Two tricks can improve persuasive print messages
Word Power
Two tricks can improve persuasive print messages
Know when to tell people what they’ll gain or lose
While we can’t promise that this information will take all the pain out of putting your ideas into words, it can take away some of the guesswork. Psychologist Peter Salovey, PhD, of Yale University in New Haven, CT, has discovered how to improve the odds of getting the desired response to your written messages.1,2 His tips can work as well with consumers as with colleagues. The trick is knowing when to tell people what they’ll gain and when to tell them what they stand to lose.
- Gain-framed messages persuade people to engage in risk-free behavior. They’re most effective with prevention behaviors. Salovey explains, "Just tell people [simply] the good things that can happen if they do the behavior."
Examples:
• Use sunscreen to help your skin stay healthy.
• Eat a low-fat diet to help you control your weight.
• Match patient ID tags with the labels each time you dispense drugs.

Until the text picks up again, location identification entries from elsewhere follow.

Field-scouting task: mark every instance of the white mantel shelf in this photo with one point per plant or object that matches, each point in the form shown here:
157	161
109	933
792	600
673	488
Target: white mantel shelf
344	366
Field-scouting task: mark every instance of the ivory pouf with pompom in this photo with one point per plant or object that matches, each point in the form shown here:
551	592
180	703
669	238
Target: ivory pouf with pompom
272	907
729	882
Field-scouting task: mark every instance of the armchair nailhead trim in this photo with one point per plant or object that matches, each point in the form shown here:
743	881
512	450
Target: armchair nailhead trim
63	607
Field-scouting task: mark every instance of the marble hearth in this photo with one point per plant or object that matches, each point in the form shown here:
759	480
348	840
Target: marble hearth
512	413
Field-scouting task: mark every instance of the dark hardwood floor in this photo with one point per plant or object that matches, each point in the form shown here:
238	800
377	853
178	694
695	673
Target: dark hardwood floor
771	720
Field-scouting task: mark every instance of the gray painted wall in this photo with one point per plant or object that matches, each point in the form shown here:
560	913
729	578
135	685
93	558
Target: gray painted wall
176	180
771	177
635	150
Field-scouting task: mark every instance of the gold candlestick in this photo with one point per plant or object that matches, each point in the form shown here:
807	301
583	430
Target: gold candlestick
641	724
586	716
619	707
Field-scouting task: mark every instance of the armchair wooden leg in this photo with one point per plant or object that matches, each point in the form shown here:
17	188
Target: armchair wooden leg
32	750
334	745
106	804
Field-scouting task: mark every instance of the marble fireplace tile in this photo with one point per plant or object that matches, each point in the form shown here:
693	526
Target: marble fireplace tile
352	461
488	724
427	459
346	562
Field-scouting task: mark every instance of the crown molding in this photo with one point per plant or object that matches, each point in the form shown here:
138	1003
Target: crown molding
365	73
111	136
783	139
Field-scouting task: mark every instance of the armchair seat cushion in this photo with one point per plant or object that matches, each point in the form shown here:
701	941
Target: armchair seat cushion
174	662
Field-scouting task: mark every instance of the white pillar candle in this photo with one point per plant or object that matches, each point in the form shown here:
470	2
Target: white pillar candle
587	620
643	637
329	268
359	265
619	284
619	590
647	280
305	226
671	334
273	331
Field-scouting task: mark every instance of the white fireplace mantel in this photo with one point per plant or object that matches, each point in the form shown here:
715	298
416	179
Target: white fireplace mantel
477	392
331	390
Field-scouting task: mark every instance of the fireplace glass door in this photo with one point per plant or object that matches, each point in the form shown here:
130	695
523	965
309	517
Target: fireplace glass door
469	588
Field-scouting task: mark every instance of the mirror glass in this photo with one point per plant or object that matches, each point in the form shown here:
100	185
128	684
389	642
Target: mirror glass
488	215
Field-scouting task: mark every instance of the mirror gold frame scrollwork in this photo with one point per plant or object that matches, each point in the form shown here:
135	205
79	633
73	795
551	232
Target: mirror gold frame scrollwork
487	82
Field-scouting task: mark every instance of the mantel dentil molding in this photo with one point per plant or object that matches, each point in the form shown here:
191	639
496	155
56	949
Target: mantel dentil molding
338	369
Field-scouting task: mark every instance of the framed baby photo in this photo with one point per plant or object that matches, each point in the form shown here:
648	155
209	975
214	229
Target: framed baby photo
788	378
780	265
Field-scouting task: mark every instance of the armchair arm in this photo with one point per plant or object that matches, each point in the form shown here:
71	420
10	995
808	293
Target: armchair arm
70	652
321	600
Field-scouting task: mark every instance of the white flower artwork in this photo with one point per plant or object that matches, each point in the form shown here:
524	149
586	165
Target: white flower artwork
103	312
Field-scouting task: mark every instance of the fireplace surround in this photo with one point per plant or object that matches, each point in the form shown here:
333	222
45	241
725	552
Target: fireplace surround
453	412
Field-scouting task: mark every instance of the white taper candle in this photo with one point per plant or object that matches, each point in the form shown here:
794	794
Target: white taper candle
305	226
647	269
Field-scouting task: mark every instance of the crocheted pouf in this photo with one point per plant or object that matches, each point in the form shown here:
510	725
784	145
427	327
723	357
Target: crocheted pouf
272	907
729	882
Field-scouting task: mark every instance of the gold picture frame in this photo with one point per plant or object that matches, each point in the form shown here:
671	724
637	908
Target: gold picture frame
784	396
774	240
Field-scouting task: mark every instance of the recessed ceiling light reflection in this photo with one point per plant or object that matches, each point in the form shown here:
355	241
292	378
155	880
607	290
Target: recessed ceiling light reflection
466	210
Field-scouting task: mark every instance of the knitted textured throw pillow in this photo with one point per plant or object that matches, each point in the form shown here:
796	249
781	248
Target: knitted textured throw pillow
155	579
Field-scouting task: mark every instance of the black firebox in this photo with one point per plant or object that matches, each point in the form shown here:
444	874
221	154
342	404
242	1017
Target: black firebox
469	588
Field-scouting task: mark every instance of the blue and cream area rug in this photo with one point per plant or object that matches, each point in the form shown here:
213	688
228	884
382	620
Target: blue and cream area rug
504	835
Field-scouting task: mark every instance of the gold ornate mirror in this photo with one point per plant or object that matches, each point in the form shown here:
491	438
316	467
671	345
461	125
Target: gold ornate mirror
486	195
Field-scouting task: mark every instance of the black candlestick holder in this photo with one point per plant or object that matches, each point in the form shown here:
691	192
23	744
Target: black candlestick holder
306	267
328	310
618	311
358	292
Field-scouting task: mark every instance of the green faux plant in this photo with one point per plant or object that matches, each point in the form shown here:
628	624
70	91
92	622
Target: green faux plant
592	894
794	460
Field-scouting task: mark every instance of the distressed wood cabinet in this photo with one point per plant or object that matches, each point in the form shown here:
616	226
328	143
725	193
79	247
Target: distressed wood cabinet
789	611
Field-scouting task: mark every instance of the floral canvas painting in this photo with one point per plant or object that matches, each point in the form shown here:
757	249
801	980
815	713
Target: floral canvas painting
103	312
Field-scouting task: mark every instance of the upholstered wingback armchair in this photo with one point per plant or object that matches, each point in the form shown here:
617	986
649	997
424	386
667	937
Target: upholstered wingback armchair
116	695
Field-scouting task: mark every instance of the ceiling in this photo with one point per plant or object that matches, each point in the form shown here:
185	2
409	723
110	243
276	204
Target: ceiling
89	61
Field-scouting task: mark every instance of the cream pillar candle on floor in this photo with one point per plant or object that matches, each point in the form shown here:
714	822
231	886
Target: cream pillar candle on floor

- Loss-framed messages persuade people to engage in riskier, but desirable, behavior. Mammography, pap testing, or HIV screening, for instance, involve the risk of discovering health problems. While acknowledging the immediate risk, loss-framed messages explain the more serious risk of avoiding the action. In health matters, Salovey finds that they work best where an immediate risk can head off serious long-term consequences. In the workplace, loss-framed messages are effective when you ask people to make short term sacrifice to avoid future problems.
Examples:
• When you put off your regular mammogram, you fail to take advantage of the best method for detecting breast cancer early.
• While a pap test might discover cervical cancer, it can find it early when it is most treatable.
• We realize that attending Saturday’s electronic medical record workshop means giving up your day off. But look at it this way, it’s your one-time opportunity for individual coaching by experts who will not be here when we go live in three months.
- The element of surprise, by framing messages in unexpected ways, is another way to command attention — and possibly compliance. "It depends on what you’re trying to sell," Salovey notes.
Examples:
• Put money in your pocket and air in your lungs. Stop smoking.
• Tired of phone tag? Try e-mail.
References
1. Detweiler JB, Bedell BT, Salovey P, et al. Message framing and sunscreen use: Gain-framed messages motivate beach-goers. Health Psychology 1999; 18(2):189-196.
2. Rothman AJ, Salovey P. Shaping perceptions to motivate healthy behavior: The role of message framing. Psychological Bulletin 1997; 121(1):3-19.